Syahdan di suatu masa yang tidak menentu:
kadang-kadang tenang dan kadang-kadang ribut, lahirlah Jabang Tetuka, buah cinta dari seorang panenggak (Pembareb – Panenggak – Premadi – Wuragil), yakni anak
nomor dua dari Pandhu Dewanata yang bernama Bima dengan seorang putri dari
Parabu Tremboko yang nomor dua juga—bernama Dewi Arimbi. Jabang Tetuka lahir
sebagai raksasa, tubuhnya besar—itu adalah bukti bahwa pemerintahan hari ini
memang sangat mensejahterakan rakyatnya. Bersamaan dengan itu, United Nations
Children’s Emergency Fund (Unicef) menempatkan Pringgandani pada posisi keenam
sebagai negara yang memiliki jumlah terbanyak bayi yang tidak divaksinasi atau
belum mendapatkan imunisasi lengkap. Ditambah lagi prediksi dari World Health
Organization (WHO) bahwa 1,5 juta nyawa meregang setiap tahun akibat kurangnya
vaksinasi. Maka, berdasarkan dari dua keterangan itu, Kementrian Kesehatan
bekerjasama dengan Ikatan Dokter Pringgandani (IDP) melakukan upaya pemerataan
imunisasi.
Ceprot. Bayi lahir, dan masih mengemban tali pusar
yang ora tedhas tapak paluning pandhe
sisaning gurinda. Tidak mempan diputus dengan senjata apapun. Ya, apapun.

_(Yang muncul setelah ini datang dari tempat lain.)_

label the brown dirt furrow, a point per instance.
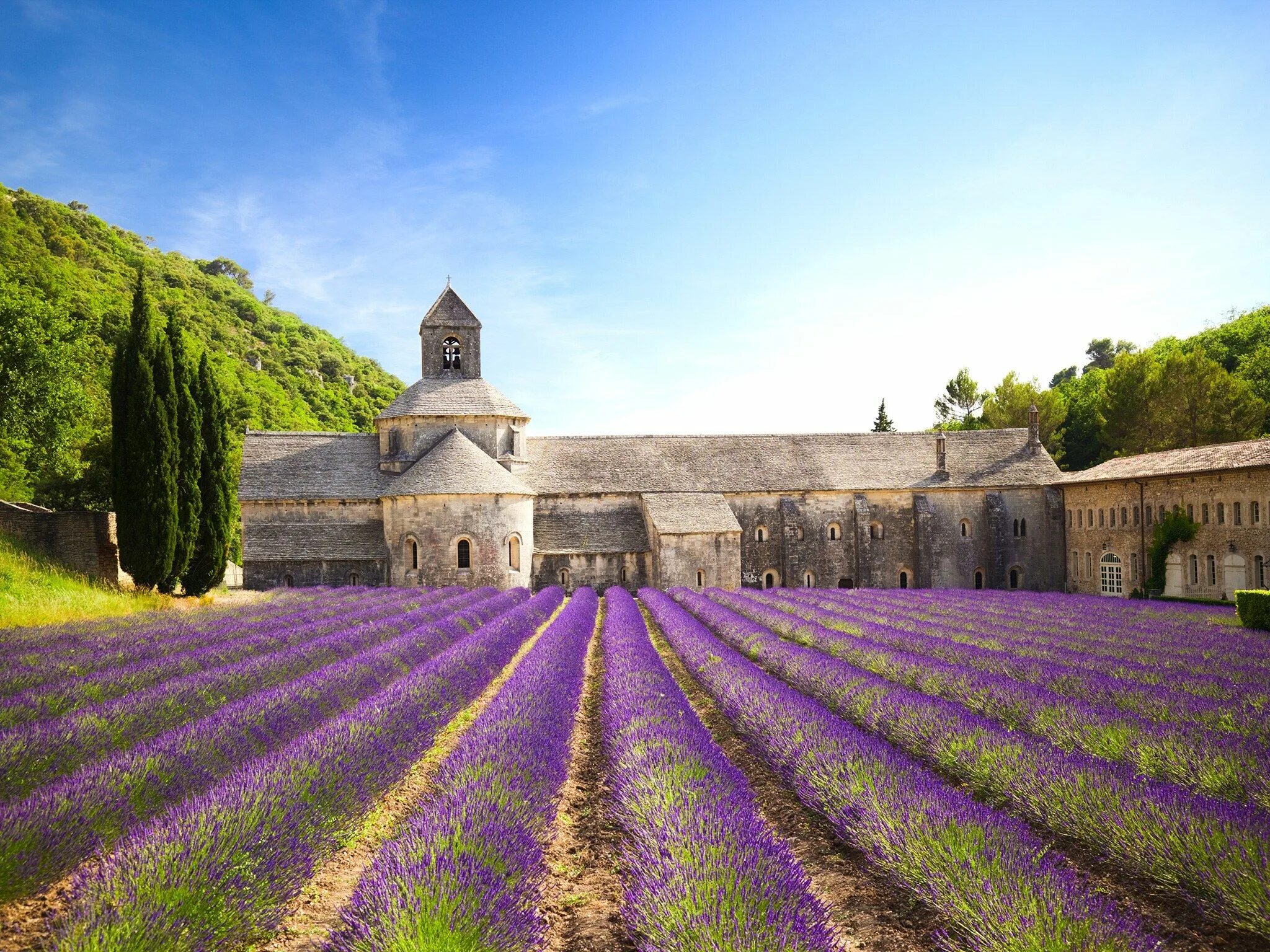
(582, 896)
(315, 912)
(866, 910)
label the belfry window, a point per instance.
(451, 355)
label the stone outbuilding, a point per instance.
(453, 490)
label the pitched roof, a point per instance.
(689, 513)
(1170, 462)
(616, 528)
(313, 540)
(310, 466)
(453, 397)
(783, 464)
(448, 311)
(456, 465)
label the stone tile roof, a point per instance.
(689, 513)
(1170, 462)
(295, 541)
(453, 397)
(616, 528)
(456, 465)
(450, 311)
(311, 466)
(783, 464)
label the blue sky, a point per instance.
(680, 218)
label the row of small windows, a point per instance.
(1106, 518)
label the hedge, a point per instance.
(1254, 609)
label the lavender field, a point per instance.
(391, 770)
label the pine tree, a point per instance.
(883, 423)
(144, 447)
(190, 438)
(216, 489)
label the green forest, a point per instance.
(66, 283)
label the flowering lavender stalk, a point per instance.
(1207, 762)
(38, 669)
(701, 867)
(1000, 885)
(1207, 851)
(219, 868)
(86, 813)
(37, 753)
(70, 695)
(466, 870)
(1083, 679)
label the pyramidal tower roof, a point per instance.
(450, 311)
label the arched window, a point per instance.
(1112, 571)
(451, 355)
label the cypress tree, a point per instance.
(216, 489)
(190, 450)
(144, 448)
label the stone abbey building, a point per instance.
(453, 489)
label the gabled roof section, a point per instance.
(453, 397)
(690, 513)
(784, 462)
(310, 466)
(450, 311)
(456, 466)
(1174, 462)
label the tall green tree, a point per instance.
(190, 451)
(961, 402)
(216, 487)
(1010, 403)
(144, 447)
(883, 425)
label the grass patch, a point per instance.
(35, 591)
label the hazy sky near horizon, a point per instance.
(680, 218)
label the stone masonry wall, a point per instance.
(83, 541)
(1235, 536)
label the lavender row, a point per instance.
(86, 813)
(31, 671)
(466, 870)
(37, 753)
(998, 885)
(1203, 660)
(700, 866)
(1085, 681)
(71, 695)
(219, 870)
(1207, 762)
(1206, 851)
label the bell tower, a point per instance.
(450, 338)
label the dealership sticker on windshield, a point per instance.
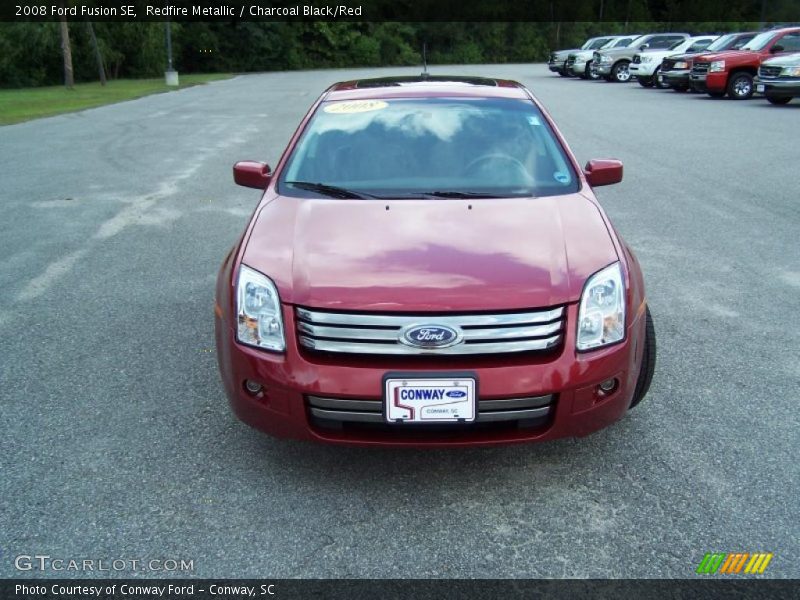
(438, 400)
(355, 106)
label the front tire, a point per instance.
(740, 86)
(661, 85)
(620, 72)
(590, 72)
(779, 100)
(648, 361)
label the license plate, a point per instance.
(415, 399)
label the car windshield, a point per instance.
(622, 43)
(721, 43)
(598, 43)
(428, 147)
(760, 41)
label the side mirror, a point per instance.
(252, 174)
(603, 172)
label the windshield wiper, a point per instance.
(329, 190)
(455, 194)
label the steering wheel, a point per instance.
(499, 157)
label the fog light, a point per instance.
(609, 386)
(253, 387)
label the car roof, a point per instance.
(426, 85)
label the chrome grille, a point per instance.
(380, 333)
(769, 71)
(347, 410)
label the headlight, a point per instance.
(258, 310)
(601, 318)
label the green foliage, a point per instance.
(30, 53)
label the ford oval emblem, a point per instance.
(430, 336)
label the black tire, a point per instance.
(648, 361)
(660, 85)
(740, 86)
(620, 72)
(779, 100)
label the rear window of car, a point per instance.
(414, 147)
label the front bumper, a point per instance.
(603, 68)
(579, 66)
(642, 70)
(778, 87)
(709, 82)
(676, 78)
(281, 409)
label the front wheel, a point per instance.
(740, 86)
(648, 361)
(660, 83)
(779, 100)
(620, 72)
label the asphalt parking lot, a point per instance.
(117, 441)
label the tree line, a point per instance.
(32, 54)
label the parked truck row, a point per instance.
(737, 65)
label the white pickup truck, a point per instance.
(646, 64)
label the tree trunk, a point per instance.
(101, 68)
(66, 50)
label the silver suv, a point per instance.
(612, 64)
(580, 62)
(558, 58)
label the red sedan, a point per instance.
(428, 266)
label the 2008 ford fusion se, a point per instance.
(428, 266)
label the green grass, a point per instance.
(33, 103)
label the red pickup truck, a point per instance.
(732, 72)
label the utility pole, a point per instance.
(66, 50)
(171, 75)
(101, 68)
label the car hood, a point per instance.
(787, 60)
(563, 54)
(430, 255)
(726, 55)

Mendapati persoalan ini, Pandawa-Lima plus Kresna
melakunan rembug tuwa. Dan didapatlah
kesimpulan bahwa Arjuna yang diutus untuk meminta solusi kepada dewa atas
persoalan tali pusar ini. Pilihan itu tidak serta-merta: selain klimis, rapi,
bersih, berkulit putih, pokoknya good
looking; Arjuna memiliki prejengan layakya seorang dokter. Tak lama dari
peristiwa rembugan itu, Premadi
berangkat, bertapa di suatu tempat yang mungkin—pada hari ini lokasi itu sudah dijadikan
RS. Harapan Bunda. Tapi, pada saat bersamaan, Adipati Karna juga bertapa di
tempat yang sama.
Raras kang
halenggah neng dampar kencana sumorot prabanya lir Bhatara Endra, gumelar
hangebaki kang samya sumewa tinon kadi samodra pasang kang samya trapsila nganti wijilingkang
pangandika sang bupati...
Bhatara Indra akhirnya mengutus Bhatara Narada
untuk menemui Arjuna. Karena wajah keduanya bak pinang dibelah dua, yang
ditemui Bhatara Narada adalah Adipati Karna.
“Hentikan tapamu, Ngger!”
Karna membuka matanya, meletakkan kedua tangannya
di atas lutut—yang sudah beberapa lamanya tertelangkup di dada.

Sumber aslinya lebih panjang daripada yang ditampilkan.